The world’s top gas importer cut LNG purchases by 10% year on year in January, Rystad estimated in a research note on February 7.

“Given the strictest lockdowns of cities and factories, the Chinese government is trying by all means to end the outbreak as quickly as possible, so we see a speedy economic recovery later this year and a return to growth in LNG imports,” Rystad’s vice president for gas and power markets, Xi Nan, explained. “However, the growth rate is expected to be much lower than previously predicted, mainly due to the industrial sector. The largest gas consumer in China is undergoing a heavy hit.”
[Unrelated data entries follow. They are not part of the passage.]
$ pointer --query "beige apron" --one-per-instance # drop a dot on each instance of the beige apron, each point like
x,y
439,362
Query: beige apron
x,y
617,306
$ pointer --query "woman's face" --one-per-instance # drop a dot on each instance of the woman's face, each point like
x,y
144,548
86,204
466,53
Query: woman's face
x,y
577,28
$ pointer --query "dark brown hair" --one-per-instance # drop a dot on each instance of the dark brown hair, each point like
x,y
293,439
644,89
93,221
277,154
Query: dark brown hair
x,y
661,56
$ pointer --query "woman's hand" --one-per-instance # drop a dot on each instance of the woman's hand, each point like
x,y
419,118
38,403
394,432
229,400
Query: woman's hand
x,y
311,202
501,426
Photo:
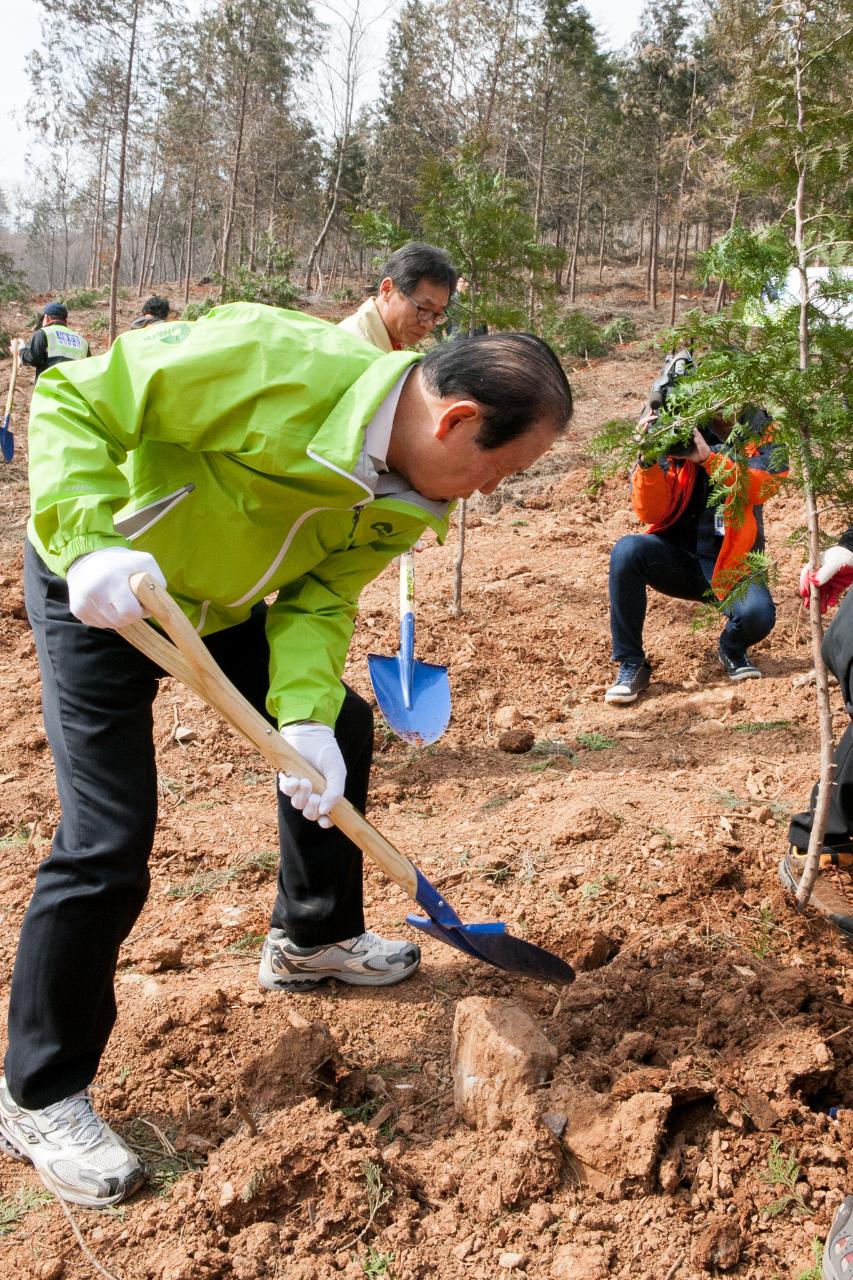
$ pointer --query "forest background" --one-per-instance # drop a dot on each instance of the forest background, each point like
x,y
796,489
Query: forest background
x,y
260,147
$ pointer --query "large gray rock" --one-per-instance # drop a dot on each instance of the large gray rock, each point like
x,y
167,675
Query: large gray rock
x,y
497,1054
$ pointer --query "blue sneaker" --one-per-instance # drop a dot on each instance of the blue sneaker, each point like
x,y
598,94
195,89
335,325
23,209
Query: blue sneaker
x,y
630,682
737,664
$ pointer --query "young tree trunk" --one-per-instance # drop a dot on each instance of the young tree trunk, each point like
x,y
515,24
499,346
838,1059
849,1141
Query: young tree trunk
x,y
573,268
119,199
191,222
721,288
685,163
824,709
539,192
601,242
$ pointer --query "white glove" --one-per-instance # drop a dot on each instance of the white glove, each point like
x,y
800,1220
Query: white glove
x,y
315,744
99,592
833,576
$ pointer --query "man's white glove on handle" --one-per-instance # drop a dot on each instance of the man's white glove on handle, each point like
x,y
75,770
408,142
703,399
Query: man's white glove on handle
x,y
315,744
99,592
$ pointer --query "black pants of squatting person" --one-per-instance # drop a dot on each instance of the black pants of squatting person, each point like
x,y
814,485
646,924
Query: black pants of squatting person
x,y
97,691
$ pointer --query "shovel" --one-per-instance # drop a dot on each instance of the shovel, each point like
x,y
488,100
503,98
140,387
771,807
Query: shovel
x,y
190,662
7,438
414,696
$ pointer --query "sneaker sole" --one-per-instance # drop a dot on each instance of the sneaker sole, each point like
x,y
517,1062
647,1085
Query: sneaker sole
x,y
65,1193
350,979
621,699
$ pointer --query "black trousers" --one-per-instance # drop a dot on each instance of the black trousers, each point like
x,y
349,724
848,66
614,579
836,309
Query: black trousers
x,y
97,693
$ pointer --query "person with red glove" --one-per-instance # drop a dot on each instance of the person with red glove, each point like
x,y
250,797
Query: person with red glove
x,y
265,466
833,891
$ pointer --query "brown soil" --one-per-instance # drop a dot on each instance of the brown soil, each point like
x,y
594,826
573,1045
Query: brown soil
x,y
708,1027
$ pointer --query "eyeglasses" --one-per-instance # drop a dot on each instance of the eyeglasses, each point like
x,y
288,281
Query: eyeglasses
x,y
425,315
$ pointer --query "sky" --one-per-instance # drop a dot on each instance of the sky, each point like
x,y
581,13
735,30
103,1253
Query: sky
x,y
616,21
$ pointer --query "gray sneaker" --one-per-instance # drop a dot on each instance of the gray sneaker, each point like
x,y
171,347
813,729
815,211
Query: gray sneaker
x,y
74,1152
363,961
632,680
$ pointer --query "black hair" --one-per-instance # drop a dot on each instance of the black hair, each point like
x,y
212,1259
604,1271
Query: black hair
x,y
155,306
414,263
515,378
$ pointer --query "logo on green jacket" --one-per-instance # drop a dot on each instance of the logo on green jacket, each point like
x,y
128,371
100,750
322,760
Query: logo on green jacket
x,y
172,333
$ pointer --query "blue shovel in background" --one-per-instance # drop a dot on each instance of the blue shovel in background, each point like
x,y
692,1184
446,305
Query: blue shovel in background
x,y
7,438
414,696
185,656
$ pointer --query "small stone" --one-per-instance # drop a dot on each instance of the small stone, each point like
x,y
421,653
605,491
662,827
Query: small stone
x,y
556,1121
510,1260
507,717
464,1248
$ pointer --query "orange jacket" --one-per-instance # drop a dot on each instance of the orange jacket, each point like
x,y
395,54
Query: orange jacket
x,y
661,494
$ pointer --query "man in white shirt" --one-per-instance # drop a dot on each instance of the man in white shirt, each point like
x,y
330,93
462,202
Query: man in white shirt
x,y
416,284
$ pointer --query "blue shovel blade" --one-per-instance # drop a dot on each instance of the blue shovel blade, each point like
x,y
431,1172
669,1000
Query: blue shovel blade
x,y
7,440
488,942
413,696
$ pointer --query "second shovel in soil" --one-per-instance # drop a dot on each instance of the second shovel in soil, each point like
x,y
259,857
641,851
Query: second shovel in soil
x,y
414,696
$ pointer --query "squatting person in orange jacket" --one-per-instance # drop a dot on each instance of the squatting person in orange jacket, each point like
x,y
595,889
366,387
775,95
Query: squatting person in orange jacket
x,y
692,549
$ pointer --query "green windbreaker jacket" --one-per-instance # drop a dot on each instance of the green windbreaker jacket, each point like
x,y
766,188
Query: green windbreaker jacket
x,y
228,449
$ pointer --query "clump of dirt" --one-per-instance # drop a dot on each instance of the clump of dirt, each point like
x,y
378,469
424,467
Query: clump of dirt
x,y
689,1125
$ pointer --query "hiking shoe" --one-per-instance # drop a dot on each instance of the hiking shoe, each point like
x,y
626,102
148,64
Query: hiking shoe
x,y
838,1251
74,1152
630,682
833,891
738,666
363,961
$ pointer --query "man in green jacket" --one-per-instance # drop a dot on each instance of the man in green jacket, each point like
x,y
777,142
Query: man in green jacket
x,y
256,453
53,342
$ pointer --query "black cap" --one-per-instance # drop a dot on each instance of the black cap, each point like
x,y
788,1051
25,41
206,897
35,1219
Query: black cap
x,y
155,306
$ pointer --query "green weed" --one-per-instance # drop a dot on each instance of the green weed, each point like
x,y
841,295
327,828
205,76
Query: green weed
x,y
781,1171
18,835
364,1111
498,801
252,1185
164,1162
205,882
596,741
552,746
596,480
249,942
728,799
375,1264
14,1208
594,888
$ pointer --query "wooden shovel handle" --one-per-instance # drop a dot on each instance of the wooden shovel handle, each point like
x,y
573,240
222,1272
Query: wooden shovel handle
x,y
188,661
13,352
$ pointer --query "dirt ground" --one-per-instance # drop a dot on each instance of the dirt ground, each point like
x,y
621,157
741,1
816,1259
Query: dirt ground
x,y
698,1052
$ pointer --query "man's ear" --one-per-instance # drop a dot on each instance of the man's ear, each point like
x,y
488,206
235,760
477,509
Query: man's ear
x,y
459,414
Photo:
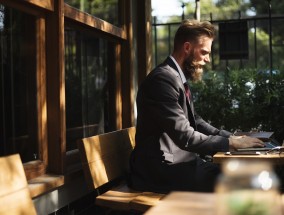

Cnooc has reportedly invoked forces majeures on some of its LNG import contracts because of the epidemic, and China’s other state energy giants are understood to be considering similar moves. PetroChina has also delayed the discharge of cargoes because of uncertain demand and labour shortages.

The outbreak’s impact on demand could be offset by a growth in US LNG imports however, Rystad stated, thanks to the so-called “Phase One” trade deal between the US and China in January, under which Beijing pledged to buy an extra $52.5bn of US energy goods over two years. In light of this commitment, Rystad expects China to reduce or remove tariffs on US LNG imports, facilitating the growth in supplies.

Moving forward, LNG sellers could face more pressure from buyers wanting to renegotiate contracts or avoiding signing new ones, if more Chinese companies cancel or defer import obligations, and if spot prices then decline further, Rystad said.

Asian summer prices should remain at $3.3/mn Btu, allowing LNG producers to cover operating costs for more than 80% of exported volumes, the consultancy said. But they could sink to a floor of $2.3/mn Btu, assuming a Henry Hub price of $2/mn Btu and sunk transportation costs and $0.30/mn Btu for liquefaction.